Nota: na contagem do prazo máximo resultante da soma do acordo de redução e suspensão (ainda que em períodos sucessivos ou intercalados), deve-se respeitar o prazo máximo da suspensão de 240 dias.

Assim, se a empresa firmou, anteriormente, acordos de suspensão de contrato por 60 dias, mais redução de jornada/salário em 60 dias, depois nova suspensão de contrato por 60 dias, totalizando 180 dias, de acordo com o novo decreto, a empresa poderá fazer nova suspensão do contrato ou redução de jornada/salário por mais 60 dias, de forma a totalizar os 240 dias previstos na tabela.

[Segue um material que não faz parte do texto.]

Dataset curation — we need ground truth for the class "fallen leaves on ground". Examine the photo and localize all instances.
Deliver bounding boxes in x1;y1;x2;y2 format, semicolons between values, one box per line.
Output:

Em relação a concessão e o pagamento do benefício emergencial de preservação do emprego e da renda e do benefício emergencial mensal, observadas as prorrogações de prazo previstas acima, o art. 6º do referido decreto dispõe que  ficarão condicionados às disponibilidades orçamentárias.

Contrato Intermitente – Benefício Emergencial de mais 2 Meses

O empregado com contrato de trabalho intermitente, formalizado até a data de publicação da Medida Provisória nº 936/2020, fará jus ao benefício emergencial mensal no valor de R$ 600,00, pelo período adicional de 2 meses, contado da data de encerramento do período total de 6 meses de que tratam o art. 18 da Lei nº 14.020/2020.

Fonte: Decreto 10.517/2020 – adaptado pelo Guia Trabalhista.